Download or read book The Gulag Archipelago Volume 3 written by Aleksandr I. Solzhenitsyn and published by HarperCollins. This book was released on 2020-10-27 with total page 608 pages. Available in PDF, EPUB and Kindle. Book excerpt: “BEST NONFICTION BOOK OF THE 20TH CENTURY.” —Time Volume 3 of the Nobel Prize winner’s towering masterpiece: Solzhenitsyn's moving account of resistance within the Soviet labor camps and his own release after eight years. Features a new foreword by Anne Applebaum. “The greatest and most powerful single indictment of a political regime ever leveled in modern times.” —George F. Kennan “It is impossible to name a book that had a greater effect on the political and moral consciousness of the late twentieth century.” —David Remnick, New Yorker “Solzhenitsyn’s masterpiece. . . . The Gulag Archipelago helped create the world we live in today.” —Anne Applebaum, Pulitzer Prize-winning author of Gulag: A History, from the foreword
Download or read book Texas Gulag written by Gary Brown and published by Rowman & Littlefield. This book was released on 2002 with total page 298 pages. Available in PDF, EPUB and Kindle. Book excerpt: This book describes in the inmate's own words how they worked and died in incredibly inhumane conditions.
Download or read book Gulag Casual written by Austin English and published by . This book was released on 2016 with total page 0 pages. Available in PDF, EPUB and Kindle. Book excerpt: Gulag Casual, by acclaimed illustrator and cartoonist Austin English, presents some of the most mature and sustained work yet from a constantly challenging and essential artist. This new suite of short stories collects material from 2010–2015, showcasing the kind of imaginative imagery which firmly establishes English as one of the most innovative cartoonists in practice today.

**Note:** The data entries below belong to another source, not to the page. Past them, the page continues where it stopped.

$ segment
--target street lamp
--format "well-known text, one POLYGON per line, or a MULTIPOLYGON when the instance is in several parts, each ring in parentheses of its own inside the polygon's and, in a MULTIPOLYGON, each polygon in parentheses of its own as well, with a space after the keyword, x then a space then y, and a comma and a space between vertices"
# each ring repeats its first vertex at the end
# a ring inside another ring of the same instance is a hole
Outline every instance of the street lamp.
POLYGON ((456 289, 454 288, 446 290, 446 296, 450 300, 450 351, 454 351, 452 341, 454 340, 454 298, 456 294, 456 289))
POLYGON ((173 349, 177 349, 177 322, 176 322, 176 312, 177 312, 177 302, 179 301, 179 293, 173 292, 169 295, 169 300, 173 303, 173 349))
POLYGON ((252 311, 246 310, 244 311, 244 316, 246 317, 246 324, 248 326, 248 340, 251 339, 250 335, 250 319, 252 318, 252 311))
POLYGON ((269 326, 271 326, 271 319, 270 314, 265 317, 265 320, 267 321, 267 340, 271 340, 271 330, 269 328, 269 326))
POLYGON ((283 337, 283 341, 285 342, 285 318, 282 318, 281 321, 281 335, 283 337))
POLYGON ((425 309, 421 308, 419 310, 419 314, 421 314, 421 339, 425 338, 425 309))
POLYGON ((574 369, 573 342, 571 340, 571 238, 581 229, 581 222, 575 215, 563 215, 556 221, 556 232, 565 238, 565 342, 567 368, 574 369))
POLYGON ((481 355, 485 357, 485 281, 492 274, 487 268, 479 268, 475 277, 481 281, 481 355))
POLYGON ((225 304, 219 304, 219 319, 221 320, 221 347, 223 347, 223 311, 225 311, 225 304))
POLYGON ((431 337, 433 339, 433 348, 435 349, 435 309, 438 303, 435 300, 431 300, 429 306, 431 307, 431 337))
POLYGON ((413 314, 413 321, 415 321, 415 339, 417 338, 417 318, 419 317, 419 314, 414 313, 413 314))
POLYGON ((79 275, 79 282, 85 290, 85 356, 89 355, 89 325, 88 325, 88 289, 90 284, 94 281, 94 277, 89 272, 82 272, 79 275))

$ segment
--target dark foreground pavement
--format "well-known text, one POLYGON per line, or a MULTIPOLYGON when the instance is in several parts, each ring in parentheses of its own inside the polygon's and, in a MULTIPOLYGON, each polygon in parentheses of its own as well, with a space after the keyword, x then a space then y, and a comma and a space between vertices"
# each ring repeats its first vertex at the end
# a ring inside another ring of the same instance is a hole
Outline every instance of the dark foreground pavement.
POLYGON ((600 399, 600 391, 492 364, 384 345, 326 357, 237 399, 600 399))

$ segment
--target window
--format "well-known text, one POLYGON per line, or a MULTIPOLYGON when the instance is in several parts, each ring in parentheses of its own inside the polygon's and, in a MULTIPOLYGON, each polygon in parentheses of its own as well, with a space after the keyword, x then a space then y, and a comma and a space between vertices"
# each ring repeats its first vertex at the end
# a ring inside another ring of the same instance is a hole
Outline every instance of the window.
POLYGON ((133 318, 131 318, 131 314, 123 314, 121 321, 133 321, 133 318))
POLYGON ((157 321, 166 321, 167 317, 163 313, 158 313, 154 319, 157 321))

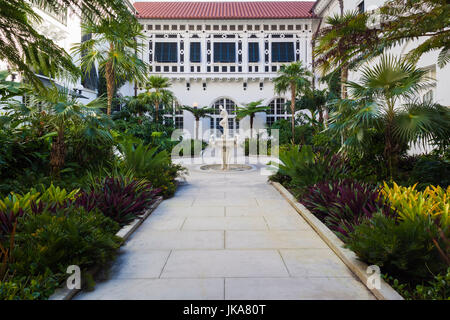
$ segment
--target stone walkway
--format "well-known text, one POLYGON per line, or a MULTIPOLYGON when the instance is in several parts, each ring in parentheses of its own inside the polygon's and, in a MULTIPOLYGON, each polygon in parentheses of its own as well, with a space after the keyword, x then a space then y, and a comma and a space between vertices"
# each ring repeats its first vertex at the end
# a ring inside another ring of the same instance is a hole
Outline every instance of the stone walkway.
POLYGON ((259 171, 203 173, 76 299, 374 299, 259 171))

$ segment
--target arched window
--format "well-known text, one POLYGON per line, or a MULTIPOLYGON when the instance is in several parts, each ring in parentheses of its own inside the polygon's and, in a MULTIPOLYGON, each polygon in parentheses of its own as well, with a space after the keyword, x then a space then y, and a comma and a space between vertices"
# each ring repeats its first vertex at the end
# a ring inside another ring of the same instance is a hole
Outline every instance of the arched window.
POLYGON ((237 130, 239 130, 239 121, 236 120, 236 114, 234 113, 236 111, 236 103, 227 98, 221 98, 216 100, 213 105, 211 106, 214 109, 214 113, 211 114, 210 119, 210 129, 214 131, 220 131, 222 132, 222 127, 219 125, 220 120, 220 107, 223 106, 228 112, 228 129, 229 133, 233 135, 237 130))
POLYGON ((270 127, 275 121, 290 119, 291 114, 286 108, 286 99, 275 98, 269 103, 270 111, 267 113, 266 124, 270 127))
POLYGON ((167 109, 170 113, 164 115, 165 119, 171 119, 175 126, 175 129, 183 129, 183 110, 180 109, 180 105, 177 100, 172 101, 172 108, 167 109))

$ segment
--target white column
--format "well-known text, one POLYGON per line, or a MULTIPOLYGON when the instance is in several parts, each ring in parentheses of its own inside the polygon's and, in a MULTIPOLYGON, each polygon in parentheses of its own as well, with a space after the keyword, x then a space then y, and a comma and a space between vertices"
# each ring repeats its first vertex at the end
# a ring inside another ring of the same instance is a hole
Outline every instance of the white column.
POLYGON ((258 40, 259 40, 259 72, 264 72, 265 66, 264 60, 266 59, 266 52, 264 49, 264 42, 265 42, 264 34, 259 34, 258 40))
POLYGON ((248 33, 242 38, 242 72, 248 73, 248 33))
POLYGON ((184 72, 191 72, 191 35, 184 34, 184 72))
POLYGON ((207 49, 206 49, 206 33, 202 33, 200 36, 200 57, 201 57, 201 72, 206 73, 206 56, 207 56, 207 49))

Download or read book Survival as Victory written by Oksana Kis and published by Harvard University Press. This book was released on 2021-03-02 with total page 653 pages. Available in PDF, EPUB and Kindle. Book excerpt: Survival as Victory is the first anthropological study of daily life in the Soviet forced labor camps as experienced by Ukrainian women prisoners. Oksana Kis pulls from the written and oral histories of over 150 survivors to bring to life the gendered strategies of survival, accommodation, and resistance to the dehumanizing effects of the Gulag.